Paxos Accidentally Mints $300 Trillion in PYUSD Stablecoins

2025/10/16 06:38
3 min read
For feedback or concerns regarding this content, please contact us at crypto.news@mexc.com

Paxos accidentally minted $300 trillion in PYUSD today, prompting community incredulity. The firm quickly burned these tokens and minted $300 million, claiming user error.

This gaffe has highlighted a real concern in stablecoins: these protocols don’t need proof of reserves to mint tokens. Web3-native solutions could power new mechanisms, but issuers may not wish to implement them.

Paxos’ PYUSD Blunder

PayPal has been expanding its PYUSD stablecoin recently, adding new blockchains with a series of partnerships. One recent incident, however, may shake confidence in the token and its entire sector. In an apparent error, Paxos minted $300 trillion worth of PYUSD today, which is more money than exists in the entire world economy:

Paxos quickly burned the PYUSD and minted a much more reasonable $300 million around an hour later. This led commentators to suspect a “fat finger” typo, where a user accidentally inputted the wrong number of zeroes. The firm later obliquely confirmed these rumors, saying that no foul play took place.
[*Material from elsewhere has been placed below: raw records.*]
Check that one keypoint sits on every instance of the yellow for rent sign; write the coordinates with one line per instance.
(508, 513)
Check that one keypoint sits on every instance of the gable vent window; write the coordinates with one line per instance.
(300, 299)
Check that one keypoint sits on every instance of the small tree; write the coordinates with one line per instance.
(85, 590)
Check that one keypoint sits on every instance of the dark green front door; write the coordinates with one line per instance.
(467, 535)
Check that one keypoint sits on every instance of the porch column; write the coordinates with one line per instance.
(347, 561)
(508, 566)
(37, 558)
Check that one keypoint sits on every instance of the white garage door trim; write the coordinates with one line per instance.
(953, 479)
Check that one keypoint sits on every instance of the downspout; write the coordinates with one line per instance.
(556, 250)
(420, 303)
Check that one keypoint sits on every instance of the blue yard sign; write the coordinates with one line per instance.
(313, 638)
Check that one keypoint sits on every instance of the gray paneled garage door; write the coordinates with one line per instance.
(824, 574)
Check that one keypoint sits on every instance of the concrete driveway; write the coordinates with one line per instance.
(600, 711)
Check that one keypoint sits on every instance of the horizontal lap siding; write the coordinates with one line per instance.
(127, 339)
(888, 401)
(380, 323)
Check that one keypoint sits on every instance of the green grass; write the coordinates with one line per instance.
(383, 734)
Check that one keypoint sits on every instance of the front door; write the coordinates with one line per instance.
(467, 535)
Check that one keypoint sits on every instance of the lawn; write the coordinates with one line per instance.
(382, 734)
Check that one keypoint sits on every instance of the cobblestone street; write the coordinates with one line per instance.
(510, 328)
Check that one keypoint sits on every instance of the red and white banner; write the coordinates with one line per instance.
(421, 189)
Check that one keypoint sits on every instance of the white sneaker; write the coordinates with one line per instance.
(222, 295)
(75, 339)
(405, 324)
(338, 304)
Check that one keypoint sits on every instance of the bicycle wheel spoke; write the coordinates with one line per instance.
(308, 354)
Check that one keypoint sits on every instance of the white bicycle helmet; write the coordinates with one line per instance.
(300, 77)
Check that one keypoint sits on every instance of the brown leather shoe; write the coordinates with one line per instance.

A Big Problem for Stablecoins

Still, though, this incident has caused a lot of concern from industry observers. The stablecoin market is larger than ever, firms are aiming for unprecedented valuations, and the US government has major policy plans for this sector. Shouldn’t there be more guardrails to prevent Paxos from accidentally minting this much PYUSD?

Furthermore, Paxos has had a few run-ins with the law, and PYUSD also faces community scrutiny. Almost exactly one year ago, PYUSD’s market cap dropped 40% without warning, raising fears of manipulation. These red flags have been visible, yet there was no safeguard to prevent this massive token minting.

Specifically, blockchains are meant to be trustless. It’d be easy to hard-code a mechanism into the blockchain that’d prevent Paxos from minting this PYUSD without sufficient collateral. This incident conclusively reveals that there’s no such function in place; protocols can mint stablecoins without any proof of reserves.

This sort of behavior is all over the stablecoin industry. Although Tether has been preparing for a third-party audit for several months now, no audit has actually taken place. Most stablecoins haven’t suffered such ridiculous errors like Paxos and PYUSD did today, but we don’t have any real proof that other tokens actually possess bigger guardrails.

In other words, signs like this are very concerning for the entire sector. Even though Paxos cleaned up its error quickly, this never should’ve happened. Gaffes like this could damage TradFi’s commitment to stablecoin investment.